I want to stress that this must be done at the time the account is opened.

According to the instructions, if the number was unavailable, an account could be opened without securing a number immediately only when the customer authorized the financial institution to secure a number for him from an appropriate Government agency. Authorization forms to be used by the institution were those normally used by individuals in seeking a social security or taxpayer identification number.

It has been interpreted that the above requirements as set forth in the instructions, prohibit the acceptance of an account after June 30 by a financial institution unless the saver furnished a social security number at the time the account is opened or signs an authorization to the Social Security Administration to furnish such a number to the financial institution.

These instructions have raised many problems for savings and loan associations. We believe that the approach provided for in the instructions is not authorized by Congress, and, if enforced, will discourage thrift and opening of savings accounts in many cases. Most savers will have no objections to giving a social security or taxpayer identification number, but in many cases may be unwilling or unable to do so immediately. Others may refuse as a matter of principle to disclose such numbers.
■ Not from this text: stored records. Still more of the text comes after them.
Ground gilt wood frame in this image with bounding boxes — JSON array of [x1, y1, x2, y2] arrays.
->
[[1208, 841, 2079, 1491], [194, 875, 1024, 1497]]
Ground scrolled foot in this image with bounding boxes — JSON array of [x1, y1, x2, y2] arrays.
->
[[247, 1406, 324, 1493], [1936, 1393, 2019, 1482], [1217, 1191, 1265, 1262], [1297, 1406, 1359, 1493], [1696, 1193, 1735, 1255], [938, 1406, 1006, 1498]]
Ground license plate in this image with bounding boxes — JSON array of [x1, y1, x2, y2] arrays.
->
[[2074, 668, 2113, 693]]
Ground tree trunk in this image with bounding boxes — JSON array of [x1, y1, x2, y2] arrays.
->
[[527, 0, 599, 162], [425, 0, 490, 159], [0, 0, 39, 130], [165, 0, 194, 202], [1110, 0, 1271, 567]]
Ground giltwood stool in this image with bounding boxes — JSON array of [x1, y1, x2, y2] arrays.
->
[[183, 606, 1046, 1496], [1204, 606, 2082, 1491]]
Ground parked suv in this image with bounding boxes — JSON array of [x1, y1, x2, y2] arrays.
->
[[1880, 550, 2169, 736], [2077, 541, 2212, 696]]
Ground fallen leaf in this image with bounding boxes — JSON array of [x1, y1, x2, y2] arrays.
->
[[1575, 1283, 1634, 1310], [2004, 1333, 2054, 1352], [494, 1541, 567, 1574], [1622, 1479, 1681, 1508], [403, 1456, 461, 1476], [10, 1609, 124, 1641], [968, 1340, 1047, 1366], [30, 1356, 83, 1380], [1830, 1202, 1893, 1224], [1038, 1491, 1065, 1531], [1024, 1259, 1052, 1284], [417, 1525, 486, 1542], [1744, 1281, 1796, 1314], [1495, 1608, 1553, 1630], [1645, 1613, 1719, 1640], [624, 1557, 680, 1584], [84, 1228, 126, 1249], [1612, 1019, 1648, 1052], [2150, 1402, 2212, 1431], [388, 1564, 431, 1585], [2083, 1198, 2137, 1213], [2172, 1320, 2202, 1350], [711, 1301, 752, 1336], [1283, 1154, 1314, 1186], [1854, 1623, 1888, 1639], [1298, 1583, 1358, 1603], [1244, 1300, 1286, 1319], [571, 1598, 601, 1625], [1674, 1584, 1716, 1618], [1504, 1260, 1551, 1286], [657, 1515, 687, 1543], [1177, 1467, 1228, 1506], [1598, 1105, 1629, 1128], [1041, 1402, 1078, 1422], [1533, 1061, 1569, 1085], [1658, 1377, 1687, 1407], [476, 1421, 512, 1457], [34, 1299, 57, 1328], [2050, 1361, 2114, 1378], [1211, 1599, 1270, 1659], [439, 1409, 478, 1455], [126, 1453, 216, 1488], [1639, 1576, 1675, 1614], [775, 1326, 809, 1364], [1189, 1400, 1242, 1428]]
In addition, financial institutions, in following these instructions, will be put to extra costs which will be involved when a customer has to sign the authorization, and the association will have to follow through with securing the social security or taxpayer identification number for the new account.

Prior to June 30, and I feel this is very important for the understanding of what these regulations or interpretations are doing, all associations have made serious attempts over the previous few years to obtain social security or taxpayer identification numbers when accounts are opened.

In case of joint accounts, which represent 50 percent of all accounts established, there have been handicaps due to the fact that only one person opens the account, usually the wife. She has been hesitant to give his or her number.

To meet this problem in the past, associations gave her a signature card for the signature of her husband and requested that a social security number be furnished when the signature card was returned.

In the followup process, the association was enabled eventually to obtain the required number.

Under the new instructions, it appears that the association will not be able to open these joint accounts until the customer returns with the number, especially if she is hesitant to sign the social security or IRS authorization forms.